In a statement released last fall, Pierce said “the Coffeepot family has a perfectly legal and deeded right of way access to access and use the wharf and [beach] landing place going back to 1927 and before, which Mr. Rales and his lawyers knew when he bought the property [in 2007].”

Rales, 59, co-founded Danaher Corp. with his brother Steven Rales and, when not staying at his $24 million estate on Peabody Drive, lives in the Washington, D.C, area for much of the year. Mitchell Rales has an estimated net worth of $3.7 billion, according to Forbes magazine. Danaher Corp. is a global firm that designs, manufactures and markets professional, medical, industrial and commercial products and services.

Steven Rales, who Forbes estimates to have a net worth of $3.9 billion and who is building a $9.4 million mansion in Northeast Harbor a few miles away from his brother’s property, wasn’t a party to the lawsuit.

Aside from Coffeepot, other defendants in the lawsuit included Alexander, Paul and Peter Goriansky; The Winnestay LLP; John E. Anthony; and Elizabeth R. Rendeiro, trustee of the Frances H. Eliot Trust.

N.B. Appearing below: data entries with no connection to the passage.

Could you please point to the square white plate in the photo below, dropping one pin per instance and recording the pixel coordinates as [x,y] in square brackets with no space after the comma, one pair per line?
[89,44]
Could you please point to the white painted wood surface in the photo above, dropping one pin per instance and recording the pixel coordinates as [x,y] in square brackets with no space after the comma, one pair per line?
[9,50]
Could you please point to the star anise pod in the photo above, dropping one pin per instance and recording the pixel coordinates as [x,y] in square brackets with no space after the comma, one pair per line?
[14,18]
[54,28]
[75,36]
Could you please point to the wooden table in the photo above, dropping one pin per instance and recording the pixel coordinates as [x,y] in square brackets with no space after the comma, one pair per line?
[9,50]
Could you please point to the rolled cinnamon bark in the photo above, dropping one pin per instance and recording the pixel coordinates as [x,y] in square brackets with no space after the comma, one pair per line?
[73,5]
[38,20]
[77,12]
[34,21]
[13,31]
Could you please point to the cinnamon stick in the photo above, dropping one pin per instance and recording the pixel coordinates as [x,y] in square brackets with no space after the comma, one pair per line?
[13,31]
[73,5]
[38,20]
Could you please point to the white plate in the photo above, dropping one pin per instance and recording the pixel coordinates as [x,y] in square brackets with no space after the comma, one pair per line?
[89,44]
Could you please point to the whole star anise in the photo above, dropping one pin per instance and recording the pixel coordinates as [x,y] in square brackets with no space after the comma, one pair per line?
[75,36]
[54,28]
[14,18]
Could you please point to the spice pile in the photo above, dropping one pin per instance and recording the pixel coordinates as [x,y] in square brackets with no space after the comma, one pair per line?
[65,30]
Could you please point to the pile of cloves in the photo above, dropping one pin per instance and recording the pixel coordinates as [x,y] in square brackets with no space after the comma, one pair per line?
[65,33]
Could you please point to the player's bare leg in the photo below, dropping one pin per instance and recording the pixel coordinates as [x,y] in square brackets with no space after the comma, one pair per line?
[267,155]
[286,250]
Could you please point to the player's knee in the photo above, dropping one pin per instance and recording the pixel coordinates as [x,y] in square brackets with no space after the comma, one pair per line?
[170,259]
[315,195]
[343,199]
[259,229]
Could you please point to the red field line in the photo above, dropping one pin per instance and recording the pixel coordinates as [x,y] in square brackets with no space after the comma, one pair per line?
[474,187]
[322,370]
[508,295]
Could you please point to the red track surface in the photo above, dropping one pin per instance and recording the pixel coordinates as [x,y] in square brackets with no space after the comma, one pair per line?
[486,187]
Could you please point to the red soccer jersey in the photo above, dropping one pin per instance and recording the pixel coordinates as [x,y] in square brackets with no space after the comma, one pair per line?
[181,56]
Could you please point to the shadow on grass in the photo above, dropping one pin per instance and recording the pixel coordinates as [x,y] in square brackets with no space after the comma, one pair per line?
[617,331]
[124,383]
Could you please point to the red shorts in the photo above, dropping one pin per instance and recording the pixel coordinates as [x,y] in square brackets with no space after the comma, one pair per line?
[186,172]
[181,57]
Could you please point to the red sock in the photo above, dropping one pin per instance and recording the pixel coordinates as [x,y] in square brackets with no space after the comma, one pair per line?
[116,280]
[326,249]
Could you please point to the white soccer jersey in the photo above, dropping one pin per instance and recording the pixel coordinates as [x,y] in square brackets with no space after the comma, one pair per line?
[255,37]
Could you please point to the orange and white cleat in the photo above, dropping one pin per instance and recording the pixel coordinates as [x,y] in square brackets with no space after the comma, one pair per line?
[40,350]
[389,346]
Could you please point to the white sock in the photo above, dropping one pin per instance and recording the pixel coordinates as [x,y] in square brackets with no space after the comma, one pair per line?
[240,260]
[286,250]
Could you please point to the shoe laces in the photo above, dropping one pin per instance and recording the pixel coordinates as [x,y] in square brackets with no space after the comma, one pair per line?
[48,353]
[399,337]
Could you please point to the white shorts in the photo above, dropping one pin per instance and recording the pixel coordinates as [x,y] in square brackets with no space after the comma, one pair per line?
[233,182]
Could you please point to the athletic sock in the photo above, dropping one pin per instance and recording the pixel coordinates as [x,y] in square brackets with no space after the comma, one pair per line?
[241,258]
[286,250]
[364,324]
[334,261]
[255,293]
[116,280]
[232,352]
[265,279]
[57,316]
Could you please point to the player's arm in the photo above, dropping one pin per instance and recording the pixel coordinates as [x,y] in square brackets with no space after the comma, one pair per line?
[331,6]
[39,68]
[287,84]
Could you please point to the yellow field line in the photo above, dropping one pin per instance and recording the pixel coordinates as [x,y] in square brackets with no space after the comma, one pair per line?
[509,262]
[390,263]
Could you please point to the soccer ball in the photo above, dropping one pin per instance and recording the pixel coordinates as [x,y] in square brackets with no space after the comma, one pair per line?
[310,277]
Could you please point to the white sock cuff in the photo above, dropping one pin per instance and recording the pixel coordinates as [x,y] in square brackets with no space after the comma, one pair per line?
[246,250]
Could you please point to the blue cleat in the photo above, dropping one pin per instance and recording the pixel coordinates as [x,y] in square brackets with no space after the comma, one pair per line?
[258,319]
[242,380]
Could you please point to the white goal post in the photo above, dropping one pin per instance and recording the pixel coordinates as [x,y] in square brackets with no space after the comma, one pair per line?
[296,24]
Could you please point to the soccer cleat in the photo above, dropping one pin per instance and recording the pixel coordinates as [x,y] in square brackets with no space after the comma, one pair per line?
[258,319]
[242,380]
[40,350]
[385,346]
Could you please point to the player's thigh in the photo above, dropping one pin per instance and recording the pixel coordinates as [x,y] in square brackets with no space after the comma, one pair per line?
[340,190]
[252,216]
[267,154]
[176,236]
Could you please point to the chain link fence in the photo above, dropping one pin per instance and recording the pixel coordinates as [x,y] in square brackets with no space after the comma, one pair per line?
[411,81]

The Gorianskys and Anthony later were dismissed as defendants in the case, according to court documents.

All properties in question, according to the lawsuit, once were owned by Charles W. Eliot, president of Harvard University and one of the founders of Acadia National Park.

In its complaint, Peabody Land LLC argued that access to the beach and wharf that some of the abutting property owners have is restricted to pedestrian traffic on a specific path that follows the shore on Mitchell Rales’ property. Other neighbors, the complaint added, have no such access rights whatsoever.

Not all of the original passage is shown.